"These days it seems a ‘secret’ project is ever more popular, but ever harder to keep under wraps. In the case of Spencer Parker, you’d actually wonder why there’d be the need, given his austere taste and raw productions, across a clutch of essential labels like Rekids, Tsuba, Buzzin’ Fly and Ovum. But he managed to hoodwink much of his audience by keeping his involvement with the It’s Not Over project firmly under wraps for over two years.
Come 2014, the big reveal comes wrapped in a send-off that encapsulates much of the project, with a fresh clutch of mixes along for the ride. The result is an all-encompassing entry for the uninitiated, and a collector’s piece for its many fans.
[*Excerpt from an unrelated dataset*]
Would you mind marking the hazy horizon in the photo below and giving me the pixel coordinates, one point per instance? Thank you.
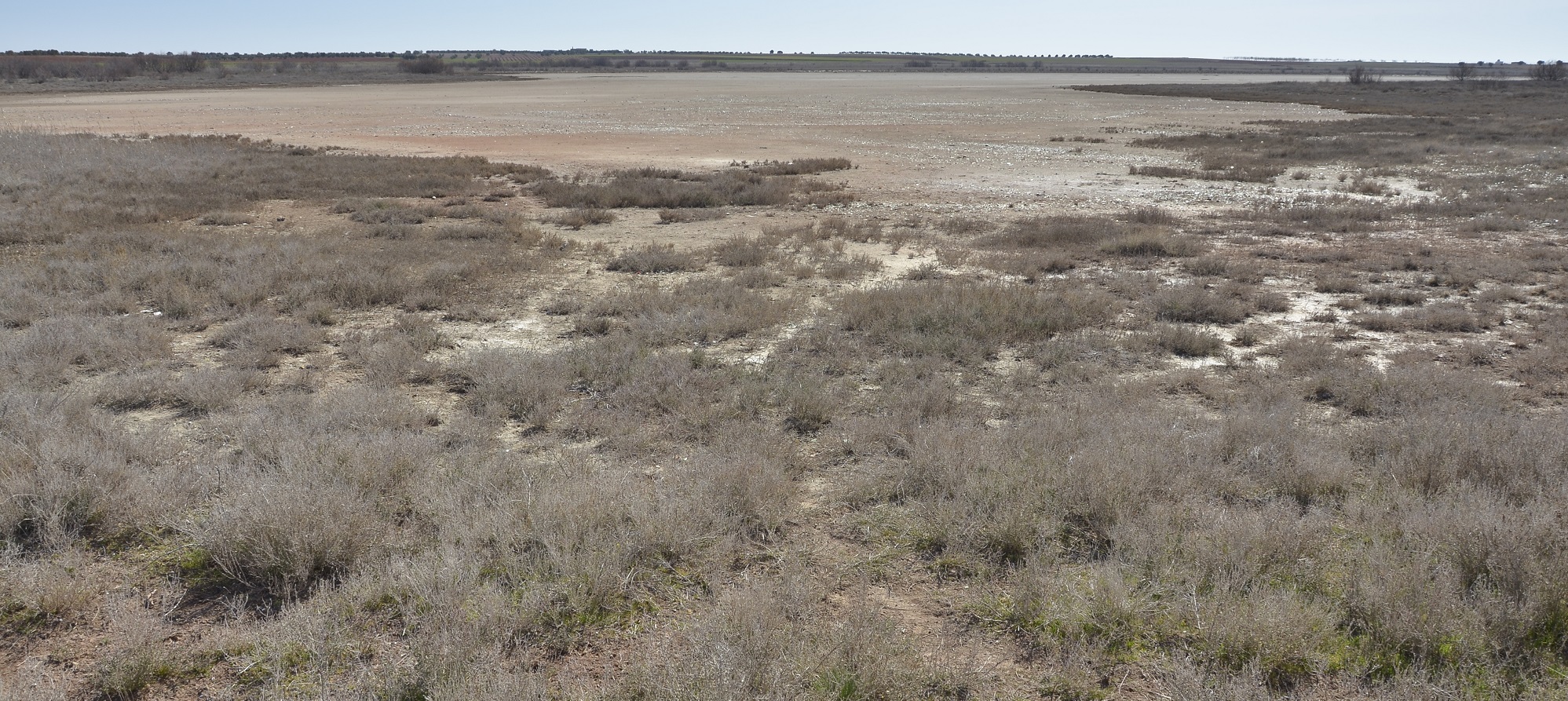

It’s hard to pick out highlights or standouts when each track is of such striking quality, but from the outset of CD1, ‘Late At Night’s rough-hewn percs and pared-back melodic twines set the scene for a nine-strong outing of all the 12” releases. The beauty of It’s Not Over’s existence has been Parker’s shackle-free approach, unencumbered by any expectations borne by his name, and right across the disc there are moments of joy in house music in its purest forms. ‘East Pointe’s twinned keys/piano/bass patterns that hypnotise and envelop, ‘Collective Consciousness’ throbbing percussive nucleus and ‘The Institute’s metallic stabs and copper hits, hanging in a haze of glowing white noise. Each track has its own motif, subtle, developing characters or stark statement, none more so than the emblematic ‘Brotherhood’, a staple of Parker’s sets, built as it is on momentous drum layers, bass note and that vocal.
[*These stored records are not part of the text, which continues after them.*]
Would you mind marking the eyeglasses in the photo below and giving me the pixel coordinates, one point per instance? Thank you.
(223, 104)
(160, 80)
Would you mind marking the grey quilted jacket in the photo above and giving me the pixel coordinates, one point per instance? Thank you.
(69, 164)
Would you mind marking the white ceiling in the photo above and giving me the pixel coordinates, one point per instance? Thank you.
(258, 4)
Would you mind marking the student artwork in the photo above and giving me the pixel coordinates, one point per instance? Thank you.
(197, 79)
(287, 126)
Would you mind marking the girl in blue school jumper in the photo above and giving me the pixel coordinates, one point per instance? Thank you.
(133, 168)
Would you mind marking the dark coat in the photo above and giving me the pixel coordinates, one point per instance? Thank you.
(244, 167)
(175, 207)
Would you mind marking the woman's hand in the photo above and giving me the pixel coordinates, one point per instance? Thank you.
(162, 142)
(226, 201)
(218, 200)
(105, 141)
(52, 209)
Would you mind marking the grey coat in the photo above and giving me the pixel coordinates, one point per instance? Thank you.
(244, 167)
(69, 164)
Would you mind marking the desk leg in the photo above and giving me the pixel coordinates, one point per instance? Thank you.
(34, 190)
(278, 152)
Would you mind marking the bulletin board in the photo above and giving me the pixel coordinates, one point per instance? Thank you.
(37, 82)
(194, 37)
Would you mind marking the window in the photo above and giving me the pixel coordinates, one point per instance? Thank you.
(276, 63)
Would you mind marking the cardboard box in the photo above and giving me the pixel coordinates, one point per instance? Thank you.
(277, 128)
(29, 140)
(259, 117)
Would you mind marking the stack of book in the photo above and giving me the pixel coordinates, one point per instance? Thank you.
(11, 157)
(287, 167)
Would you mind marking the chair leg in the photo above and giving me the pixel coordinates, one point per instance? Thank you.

The bonus is the second disc, with exclusive tracks from the It’s Not Over cache, be they new cuts or reworks of the vinyl releases. Here we see different approaches, such as ‘East Pointe’s Beatless emergence, ‘Belle Ville’s UFO Mix, stripped of its vocal, now supplanted by a haunting synth line, and wonderful angle on ‘Brotherhood’, with the Roland Street Instrumental losing the vocal but gaining a lush, looped pair of competing leads. New tracks ‘Industrial Rhythm’, with its comparatively welcoming chords and fizzing low end, and the majestic ‘3000E’s honed arps and plump, throbbing toms prove none of the fire’s been lost over the course of the three years in secret. As an entity, the two discs act as a retrospective of one of house music’s more interesting and aurally rewarding studies of recent years, and more than anything reflect the dancefloor love of an artist clearly at the top of their game."